- First appearance: "My Intern's Eyes" (2006)
- Last appearance: "My Finale" (2009)
- Created by: Bill Lawrence
- Portrayed by: Travis Schuldt

In-universe information
- Gender: Male
- Title: Medical Resident
- Occupation: Doctor of Internal Medicine
- Significant other: Elliot Reid (ex-fiancé)

= Keith Dudemeister =

Fictional character

Keith Dudemeister is a fictional recurring character in TV series Scrubs. He is played by Travis Schuldt.

Introduced in the fifth season episode "My Intern's Eyes"; the episode was shown through (but not narrated from) Keith's point of view.

==Character biography==
Keith was introduced as a timid intern who became very popular amongst his fellow interns and some senior staff.

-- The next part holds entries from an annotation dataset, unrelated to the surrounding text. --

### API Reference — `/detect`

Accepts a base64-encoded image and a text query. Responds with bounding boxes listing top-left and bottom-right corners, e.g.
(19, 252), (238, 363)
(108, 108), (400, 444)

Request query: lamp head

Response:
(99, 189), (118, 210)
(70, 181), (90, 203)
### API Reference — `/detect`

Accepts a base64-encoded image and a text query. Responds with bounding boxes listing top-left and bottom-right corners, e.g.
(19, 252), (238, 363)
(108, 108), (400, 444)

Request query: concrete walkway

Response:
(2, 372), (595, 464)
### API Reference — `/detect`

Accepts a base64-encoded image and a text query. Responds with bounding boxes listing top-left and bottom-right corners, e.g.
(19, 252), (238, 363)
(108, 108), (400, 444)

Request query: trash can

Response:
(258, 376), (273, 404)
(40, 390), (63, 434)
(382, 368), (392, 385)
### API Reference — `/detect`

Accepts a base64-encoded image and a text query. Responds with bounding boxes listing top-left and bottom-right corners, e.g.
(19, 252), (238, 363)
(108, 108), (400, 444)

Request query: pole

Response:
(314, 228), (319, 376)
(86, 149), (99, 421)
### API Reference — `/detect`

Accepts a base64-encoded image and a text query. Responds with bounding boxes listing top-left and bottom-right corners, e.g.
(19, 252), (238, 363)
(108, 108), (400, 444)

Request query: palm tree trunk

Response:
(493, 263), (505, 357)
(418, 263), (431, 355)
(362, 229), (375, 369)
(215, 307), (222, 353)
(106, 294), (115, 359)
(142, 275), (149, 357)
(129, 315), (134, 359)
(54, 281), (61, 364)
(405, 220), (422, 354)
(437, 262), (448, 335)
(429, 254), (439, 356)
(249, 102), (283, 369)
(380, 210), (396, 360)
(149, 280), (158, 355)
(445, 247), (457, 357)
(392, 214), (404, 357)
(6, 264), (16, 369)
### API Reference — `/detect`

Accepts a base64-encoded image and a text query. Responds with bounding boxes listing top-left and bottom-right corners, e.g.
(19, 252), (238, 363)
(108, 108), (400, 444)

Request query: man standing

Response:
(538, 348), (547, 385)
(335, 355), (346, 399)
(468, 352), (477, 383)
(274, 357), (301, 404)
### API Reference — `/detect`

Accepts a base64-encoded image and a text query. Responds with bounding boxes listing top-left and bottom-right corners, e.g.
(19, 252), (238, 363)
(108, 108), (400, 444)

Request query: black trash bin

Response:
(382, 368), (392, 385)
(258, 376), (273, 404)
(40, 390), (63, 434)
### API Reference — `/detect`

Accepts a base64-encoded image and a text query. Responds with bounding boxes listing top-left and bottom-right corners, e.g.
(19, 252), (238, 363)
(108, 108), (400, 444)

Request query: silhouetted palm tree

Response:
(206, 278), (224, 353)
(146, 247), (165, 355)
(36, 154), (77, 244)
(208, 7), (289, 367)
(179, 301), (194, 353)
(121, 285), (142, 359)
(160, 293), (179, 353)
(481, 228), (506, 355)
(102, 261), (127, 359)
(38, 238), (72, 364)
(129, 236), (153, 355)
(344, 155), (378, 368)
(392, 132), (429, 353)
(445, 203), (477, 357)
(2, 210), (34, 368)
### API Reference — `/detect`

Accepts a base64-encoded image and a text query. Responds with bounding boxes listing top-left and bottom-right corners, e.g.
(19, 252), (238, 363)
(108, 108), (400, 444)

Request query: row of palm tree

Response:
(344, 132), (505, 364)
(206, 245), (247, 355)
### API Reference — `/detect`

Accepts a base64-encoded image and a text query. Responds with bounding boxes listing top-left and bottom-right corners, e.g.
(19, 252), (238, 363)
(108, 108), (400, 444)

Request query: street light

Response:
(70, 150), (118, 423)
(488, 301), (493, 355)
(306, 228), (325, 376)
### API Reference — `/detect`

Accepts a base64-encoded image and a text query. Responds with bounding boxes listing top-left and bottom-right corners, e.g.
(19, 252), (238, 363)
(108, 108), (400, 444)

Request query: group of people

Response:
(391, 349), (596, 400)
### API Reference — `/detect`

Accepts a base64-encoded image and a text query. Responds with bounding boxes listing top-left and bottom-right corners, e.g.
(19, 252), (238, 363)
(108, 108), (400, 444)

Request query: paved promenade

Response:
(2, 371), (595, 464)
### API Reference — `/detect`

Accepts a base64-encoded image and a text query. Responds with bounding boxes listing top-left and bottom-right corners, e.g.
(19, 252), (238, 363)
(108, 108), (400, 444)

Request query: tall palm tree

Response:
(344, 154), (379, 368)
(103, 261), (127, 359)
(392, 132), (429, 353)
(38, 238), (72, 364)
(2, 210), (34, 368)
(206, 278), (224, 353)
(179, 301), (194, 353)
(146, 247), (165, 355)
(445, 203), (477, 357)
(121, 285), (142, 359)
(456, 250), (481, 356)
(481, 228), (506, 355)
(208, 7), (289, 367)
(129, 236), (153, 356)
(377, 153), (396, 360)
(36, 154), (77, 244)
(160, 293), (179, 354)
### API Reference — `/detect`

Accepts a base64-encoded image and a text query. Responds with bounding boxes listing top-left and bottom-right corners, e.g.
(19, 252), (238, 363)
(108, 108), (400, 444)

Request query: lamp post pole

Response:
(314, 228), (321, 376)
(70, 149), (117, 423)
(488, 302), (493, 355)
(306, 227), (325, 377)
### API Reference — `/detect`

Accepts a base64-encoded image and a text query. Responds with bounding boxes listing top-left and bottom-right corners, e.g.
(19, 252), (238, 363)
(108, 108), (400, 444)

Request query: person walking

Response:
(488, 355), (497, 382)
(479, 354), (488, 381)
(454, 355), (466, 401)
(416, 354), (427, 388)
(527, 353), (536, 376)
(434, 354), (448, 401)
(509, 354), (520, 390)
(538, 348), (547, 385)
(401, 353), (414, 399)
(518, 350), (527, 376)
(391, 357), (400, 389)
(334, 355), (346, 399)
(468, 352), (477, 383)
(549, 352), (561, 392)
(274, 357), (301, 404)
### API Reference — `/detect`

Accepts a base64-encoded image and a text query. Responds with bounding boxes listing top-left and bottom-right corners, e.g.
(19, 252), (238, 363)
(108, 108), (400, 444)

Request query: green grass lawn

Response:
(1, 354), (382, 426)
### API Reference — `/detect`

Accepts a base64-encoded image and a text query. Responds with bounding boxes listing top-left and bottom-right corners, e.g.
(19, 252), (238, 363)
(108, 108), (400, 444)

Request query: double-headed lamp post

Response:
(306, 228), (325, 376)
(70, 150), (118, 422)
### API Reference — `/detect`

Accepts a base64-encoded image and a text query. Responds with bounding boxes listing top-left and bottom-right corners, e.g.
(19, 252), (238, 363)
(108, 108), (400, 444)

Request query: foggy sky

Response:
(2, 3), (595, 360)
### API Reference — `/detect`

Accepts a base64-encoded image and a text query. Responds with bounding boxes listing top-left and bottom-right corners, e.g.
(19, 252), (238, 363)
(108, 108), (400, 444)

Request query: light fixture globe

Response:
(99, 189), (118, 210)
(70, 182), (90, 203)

J.D. took Keith under his wing and taught him the ropes. Despite all this, J.D. grew to irrationally dislike Keith, who quickly began to excel in his hospital duties, and furthermore because Keith was a "booty call" that progressed into a relationship with Elliot. However, J.D. soon decided that he would like Keith because Elliot did, and admitted that Keith had genuine skills as a doctor, with the two becoming good friends soon after. J.D. also admitted in one episode that, had Elliot never worked at the hospital, he and Keith would probably have immediately become best friends. Despite J.D.'s dislike of Keith, the two have a great deal in common—which may explain Elliot's interest in him. Elliot, who spoke fluent German, informed J.D. that Keith's last name meant "master of dudes" in German. Keith and Ted would eventually become best friends. In "His Story IV", Keith revealed himself to be a Republican, which strengthened his relationship with Elliot, as she was also one. Eventually, Keith moved in with Elliot and she confessed that she loved him. Keith later proposed to her, and they quickly began to plan a wedding. Elliot, doubting her love for Keith, had second thoughts and cold feet, responding by nearly cheating on Keith with J.D. She decided to break off the engagement. Their relationship became very strained, with Keith insulting Elliot whenever he saw her. While he eventually acted professionally at work with her, he alternated between anger and depression outside of the workplace. Elliot made jokes about her leaving him, but Ted informed her that Keith was still hurt and pretended to be over it only when she was around. Elliot finally realized his feelings in "My Jerks" and sincerely apologized for hurting him. Keith responded by saying he had really needed to hear that. He appeared again in "My Finale" in J.D.'s final daydream of all the people he had met at Sacred Heart.

==Reception==
In Seth Amitin of IGN's review of season 8 of the series, he said: "Keith and Elliot should have gotten married. That would have been the proper ending. The decision to split them apart, probably from on high (I can't imagine Bill Lawrence tearing apart his whole show to rebuild a killed topic), was forced, awkward and invalidated quite a bit of the previous three seasons."

In 2025, Screen Rant said that Keith deserved a return in the revival season. Calling his character "underrated". Later in 2025, Screen Rant ranked him #5 on the list of characters they wanted to see in the revival alongside J.D.